Advanced Electronics: 4 Brake Systems to Use in Modern Cars
If you want to buy a vehicle for personal needs, or find a rental car in Baltimore for your road trip, most likely you’ll check its appearance, price, power and sometimes, its torque. And only few people wonder what braking system is installed into the car. We are all accustomed to the fact that modern cars have reliable brakes. Therefore, we don’t worry much about what the car will do in emergency situations. As a result, we don’t know about what a certain brake system is capable of.
So, we suggest you consider in detail electronic brake systems of modern cars that are intended to assist the driver, as well as to protect the car from an accident.
Anti-Lock Braking System
In case you press the brake pedal abruptly and hold it while driving a car without ABS, then most likely one or several wheels will be locked until the car stops, causing an uncontrolled drift and loss of management of the car.
The best way to maintain controllability if you want to spot the ABS-free car immediately is to apply a special method of braking: you must press the brake pedal, then immediately release it, and then almost immediately press the brake pedal again sharply. Thus, we reduce the risk of getting into the skid from sudden braking by pressing and releasing the brake pedal.
This method is called the threshold braking. In this case, the brake remains clamped until the wheels are locked. ABS does it for the driver. When you start to brake abruptly by using ABS system, the electronics don’t allow the wheels to be locked.
Unlike the driver himself, the ABS system presses and releases the brakes much better and faster. A car with an ABS system is much easier to drive. That’s why in the Formula 1 race cars banned the use of this system due to the fact that ABS reduces the need of a high skill of the rider, which allows the use in the race less trained pilot.
Emergency Brake Assist
This system helps the driver abruptly perform emergency braking by applying additional braking power. Usually, we don’t use emergency braking. On the one hand, this is very good, as very often it’s associated with the risk of getting into an accident.
However, on the other hand, the fact that we rarely use emergency braking plays a bad role for many drivers. Therefore, a large number of drivers lack the experience and training in order to know what needs to be done in an emergency.
How does it work? The brake pedal is equipped with a special sensor that detects when the driver tries to make an emergency stop. If the system determines that the driver wants to stop the car immediately, then the hydraulic brake booster starts working, and adds effort to depressing the brake pedal in order to stop the car faster.
Electronic Brakeforce Distribution
EBD is a preventive safety measure. Since each wheel experiences a different load during braking, then they expect different stopping force.
For example, imagine a straight road where you need to stop just before a pedestrian crossing. In this case, when braking, the car’s weight shifts forward, causing an increased load on the front wheels. The heavier the wheels, the less risk they will block. Therefore, in vehicles with EBD, a control valve in the hydrolytic system distributes more braking force to the front wheels. Without EBD system, the braking force is distributed regardless of the weight displacement – about the same extent as on the front and rear wheels.
Of course, this may seem an acceptable solution for optimal brake performance, but not a perfect one. The fact is that many factors affect the weight balance of the car. EBD is able to distribute the optimal braking force required for each vehicle wheel.

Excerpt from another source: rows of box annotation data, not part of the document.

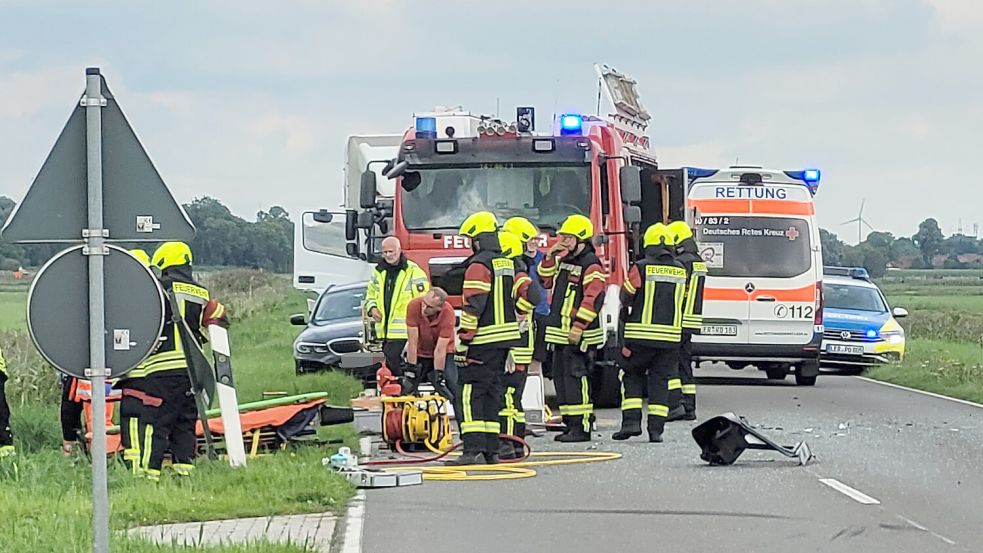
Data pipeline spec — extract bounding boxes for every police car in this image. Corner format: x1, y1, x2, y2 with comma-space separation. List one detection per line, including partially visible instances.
820, 267, 908, 369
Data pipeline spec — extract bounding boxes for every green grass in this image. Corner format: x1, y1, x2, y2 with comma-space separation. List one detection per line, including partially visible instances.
867, 339, 983, 403
0, 271, 361, 553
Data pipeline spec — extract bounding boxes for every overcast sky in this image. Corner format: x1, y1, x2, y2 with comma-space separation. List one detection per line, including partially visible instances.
0, 0, 983, 242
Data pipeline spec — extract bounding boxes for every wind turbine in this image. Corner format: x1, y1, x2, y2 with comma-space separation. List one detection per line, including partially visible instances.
840, 198, 874, 244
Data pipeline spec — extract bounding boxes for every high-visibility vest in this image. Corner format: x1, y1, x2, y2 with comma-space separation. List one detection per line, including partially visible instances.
365, 259, 430, 340
138, 274, 208, 378
461, 249, 528, 348
539, 247, 607, 347
624, 256, 686, 346
676, 252, 707, 332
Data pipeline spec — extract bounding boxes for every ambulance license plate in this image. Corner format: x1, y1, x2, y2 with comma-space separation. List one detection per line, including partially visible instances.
826, 344, 864, 355
700, 325, 737, 336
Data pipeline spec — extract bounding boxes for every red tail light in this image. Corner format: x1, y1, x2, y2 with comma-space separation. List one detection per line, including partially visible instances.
813, 281, 826, 325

Autonomous Emergency Braking
AEB is a great achievement of the automotive industry. This system automatically works without any driver’s participation and can stop the vehicle if danger of a collision occurs. Basically, the system first alerts the driver about the upcoming danger. If the driver ignores the warning, then AEB will work.
(photo by Gary Hoglund)
As a rule, most AEB systems aim to prevent collisions with the front of the car. However, some advanced systems can operate when reversing. What’s more, the system may be configured to detect smaller details.
The principle of operation of these systems is diverse – different cars have their own specifics of the operation of such safety systems. So, in Volvo and Ford cars the system works at speeds up to 30 km/h: first it notifies the driver about the danger of a collision and then if the driver doesn’t react, the system turns on hard braking instantly.
In Mercedes-Benz and Nissan-Infiniti cars, automatic braking systems work not only at low speeds, but are also capable of automatically stopping the car at high speed. Systems are able to determine the level of danger of a collision.
In case of danger, the electronics begin to warn the driver about the danger of a collision, and then begins to automatically stop the car.